Should we consider developing an open agent? At BarCampESM we discussed the idea of having a standard open source agent that has all the following traits.
Deployed on OS
Standard Agent API
Normalized View
Regarding "Deploy on OS" concerns me (in my microcosm of Cisc) as we are very cautios of making target system "unsupported" by installing non-Cisco certified software on devices. As well, as Cisco moves to more appliance like Linux based devices, they do not allow ANY access to the device other than a locked up CLI shell to perform basic functions for the OS.
I still will relay heavily on probes, collectors, or off-box agents accessing target devices remotely to collect data via SNMP, WMI, Perfmon to extract the required data to monitor devices.
I agree that an open, standardized agent would not be a one-size fits all solution, but it seems that it could simplify a lot of infrastructure and deployment issues.
This is something I've been thinking about for a while.

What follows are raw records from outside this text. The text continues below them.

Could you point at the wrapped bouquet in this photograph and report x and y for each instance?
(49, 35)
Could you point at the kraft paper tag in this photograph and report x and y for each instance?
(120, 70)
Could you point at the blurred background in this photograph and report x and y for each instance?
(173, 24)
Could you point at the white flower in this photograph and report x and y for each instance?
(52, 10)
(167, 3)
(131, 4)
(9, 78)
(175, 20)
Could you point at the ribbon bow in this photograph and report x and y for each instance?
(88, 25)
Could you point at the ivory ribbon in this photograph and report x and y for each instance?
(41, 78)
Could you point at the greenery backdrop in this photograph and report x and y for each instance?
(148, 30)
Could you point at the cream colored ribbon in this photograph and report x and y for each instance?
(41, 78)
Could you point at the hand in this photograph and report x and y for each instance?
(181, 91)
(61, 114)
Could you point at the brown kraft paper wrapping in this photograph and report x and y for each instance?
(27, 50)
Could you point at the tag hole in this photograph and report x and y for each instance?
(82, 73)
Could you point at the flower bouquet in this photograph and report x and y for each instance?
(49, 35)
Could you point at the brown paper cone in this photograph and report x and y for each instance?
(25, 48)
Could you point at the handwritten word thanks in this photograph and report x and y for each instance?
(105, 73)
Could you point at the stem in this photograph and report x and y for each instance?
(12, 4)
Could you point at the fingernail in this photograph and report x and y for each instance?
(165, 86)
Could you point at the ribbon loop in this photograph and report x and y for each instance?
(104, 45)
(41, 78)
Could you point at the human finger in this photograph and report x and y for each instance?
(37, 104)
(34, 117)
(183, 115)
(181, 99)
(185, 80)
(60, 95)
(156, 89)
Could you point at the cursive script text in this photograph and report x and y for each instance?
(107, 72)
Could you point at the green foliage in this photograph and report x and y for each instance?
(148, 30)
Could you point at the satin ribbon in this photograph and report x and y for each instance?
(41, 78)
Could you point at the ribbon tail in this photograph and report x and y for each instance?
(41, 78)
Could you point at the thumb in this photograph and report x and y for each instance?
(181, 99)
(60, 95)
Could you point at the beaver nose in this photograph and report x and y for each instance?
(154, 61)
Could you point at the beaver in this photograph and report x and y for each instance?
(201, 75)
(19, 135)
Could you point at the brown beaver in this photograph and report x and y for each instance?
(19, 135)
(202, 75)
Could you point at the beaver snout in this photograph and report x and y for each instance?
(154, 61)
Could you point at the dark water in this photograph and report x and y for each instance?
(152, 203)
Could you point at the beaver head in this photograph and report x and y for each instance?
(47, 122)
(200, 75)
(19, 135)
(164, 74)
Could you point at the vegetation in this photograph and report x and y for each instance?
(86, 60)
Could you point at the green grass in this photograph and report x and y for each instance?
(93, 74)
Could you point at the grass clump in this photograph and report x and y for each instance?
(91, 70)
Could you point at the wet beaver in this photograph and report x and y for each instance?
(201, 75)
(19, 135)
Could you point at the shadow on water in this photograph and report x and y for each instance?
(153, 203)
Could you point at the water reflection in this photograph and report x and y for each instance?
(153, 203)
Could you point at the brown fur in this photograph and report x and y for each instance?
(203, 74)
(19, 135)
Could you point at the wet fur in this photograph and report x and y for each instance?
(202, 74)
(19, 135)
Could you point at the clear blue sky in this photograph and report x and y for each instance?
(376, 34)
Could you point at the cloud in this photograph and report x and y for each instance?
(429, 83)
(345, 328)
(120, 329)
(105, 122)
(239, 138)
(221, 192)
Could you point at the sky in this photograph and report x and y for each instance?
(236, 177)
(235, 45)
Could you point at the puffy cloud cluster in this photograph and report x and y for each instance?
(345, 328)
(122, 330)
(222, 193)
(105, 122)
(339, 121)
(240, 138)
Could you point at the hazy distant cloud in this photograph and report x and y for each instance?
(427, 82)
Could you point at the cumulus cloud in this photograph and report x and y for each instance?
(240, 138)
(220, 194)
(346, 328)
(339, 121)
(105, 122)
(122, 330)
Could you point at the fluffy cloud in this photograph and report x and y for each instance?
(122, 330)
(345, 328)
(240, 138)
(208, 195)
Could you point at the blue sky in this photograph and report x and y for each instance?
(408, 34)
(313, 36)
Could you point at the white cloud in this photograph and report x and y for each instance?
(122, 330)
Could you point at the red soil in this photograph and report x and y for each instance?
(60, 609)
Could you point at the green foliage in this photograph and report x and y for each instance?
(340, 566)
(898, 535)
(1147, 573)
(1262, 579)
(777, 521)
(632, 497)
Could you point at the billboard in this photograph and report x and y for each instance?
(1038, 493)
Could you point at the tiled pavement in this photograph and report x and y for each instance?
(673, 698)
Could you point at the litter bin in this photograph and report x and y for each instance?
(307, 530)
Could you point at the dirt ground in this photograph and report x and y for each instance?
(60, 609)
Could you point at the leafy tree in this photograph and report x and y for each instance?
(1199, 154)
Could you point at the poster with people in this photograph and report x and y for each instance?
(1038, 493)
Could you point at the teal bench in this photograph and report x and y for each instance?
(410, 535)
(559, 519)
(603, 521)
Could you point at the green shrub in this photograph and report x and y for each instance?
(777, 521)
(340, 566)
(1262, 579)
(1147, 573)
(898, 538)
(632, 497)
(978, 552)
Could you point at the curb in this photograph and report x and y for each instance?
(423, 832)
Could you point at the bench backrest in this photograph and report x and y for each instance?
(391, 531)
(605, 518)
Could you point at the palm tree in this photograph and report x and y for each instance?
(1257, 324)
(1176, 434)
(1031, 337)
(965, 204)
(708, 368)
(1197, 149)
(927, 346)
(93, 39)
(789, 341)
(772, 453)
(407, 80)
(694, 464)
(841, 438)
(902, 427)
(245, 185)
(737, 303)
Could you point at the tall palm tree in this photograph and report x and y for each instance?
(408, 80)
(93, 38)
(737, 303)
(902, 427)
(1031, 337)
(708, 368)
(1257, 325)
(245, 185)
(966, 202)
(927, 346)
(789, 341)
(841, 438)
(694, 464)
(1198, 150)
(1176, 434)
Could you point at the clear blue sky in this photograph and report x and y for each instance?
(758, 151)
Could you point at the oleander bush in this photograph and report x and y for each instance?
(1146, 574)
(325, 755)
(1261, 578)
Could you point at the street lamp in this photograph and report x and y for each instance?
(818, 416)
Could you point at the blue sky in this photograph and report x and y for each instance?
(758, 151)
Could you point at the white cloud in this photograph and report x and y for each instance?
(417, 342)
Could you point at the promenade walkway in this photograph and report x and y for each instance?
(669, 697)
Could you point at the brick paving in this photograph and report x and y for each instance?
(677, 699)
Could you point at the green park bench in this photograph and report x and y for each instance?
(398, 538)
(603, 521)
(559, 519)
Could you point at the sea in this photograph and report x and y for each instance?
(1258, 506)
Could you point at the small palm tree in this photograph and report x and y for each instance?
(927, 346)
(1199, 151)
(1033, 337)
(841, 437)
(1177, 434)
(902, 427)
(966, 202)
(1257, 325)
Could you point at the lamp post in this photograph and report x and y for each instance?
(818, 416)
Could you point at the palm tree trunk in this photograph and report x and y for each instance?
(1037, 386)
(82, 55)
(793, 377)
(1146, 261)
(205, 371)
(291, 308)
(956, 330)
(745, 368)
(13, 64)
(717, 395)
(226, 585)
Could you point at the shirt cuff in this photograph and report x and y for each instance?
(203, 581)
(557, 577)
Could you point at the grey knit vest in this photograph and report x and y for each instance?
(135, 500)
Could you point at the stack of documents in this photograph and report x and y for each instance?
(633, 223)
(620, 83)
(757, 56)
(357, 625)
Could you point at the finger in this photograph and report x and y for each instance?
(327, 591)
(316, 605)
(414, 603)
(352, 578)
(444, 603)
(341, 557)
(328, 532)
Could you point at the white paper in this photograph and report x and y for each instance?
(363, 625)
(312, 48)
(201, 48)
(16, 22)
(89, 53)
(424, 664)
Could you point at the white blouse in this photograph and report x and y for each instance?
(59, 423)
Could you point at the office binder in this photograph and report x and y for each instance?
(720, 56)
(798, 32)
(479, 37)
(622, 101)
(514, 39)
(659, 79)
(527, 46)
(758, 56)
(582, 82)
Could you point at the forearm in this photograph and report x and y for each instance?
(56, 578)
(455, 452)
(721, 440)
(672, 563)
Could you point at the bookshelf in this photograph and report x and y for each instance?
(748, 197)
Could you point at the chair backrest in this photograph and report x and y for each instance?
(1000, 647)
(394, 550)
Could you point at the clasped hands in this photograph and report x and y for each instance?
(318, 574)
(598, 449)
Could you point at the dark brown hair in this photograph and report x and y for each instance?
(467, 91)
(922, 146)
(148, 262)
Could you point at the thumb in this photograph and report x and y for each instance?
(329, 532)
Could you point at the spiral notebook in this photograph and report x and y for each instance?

I don't have much to add at this point. But I will say that I think one of the most important pieces will be a solid plugin/extension API. Really, at it's core, an open agent could be just a very basic core that supports loading of various plugins which enable the particular features needed. That way, one agent could serve the needs of monitoring, deployment, remote control, etc.
Isn't there one that is already shipped with every operating system on the planet? Net-SNMP? Why re-invent the wheel when we can perhaps contribute to that project and make the agent better or add functionality that is missing? It's a well know protocol, the agent specification is already extensible so contributing subagents is a breeze.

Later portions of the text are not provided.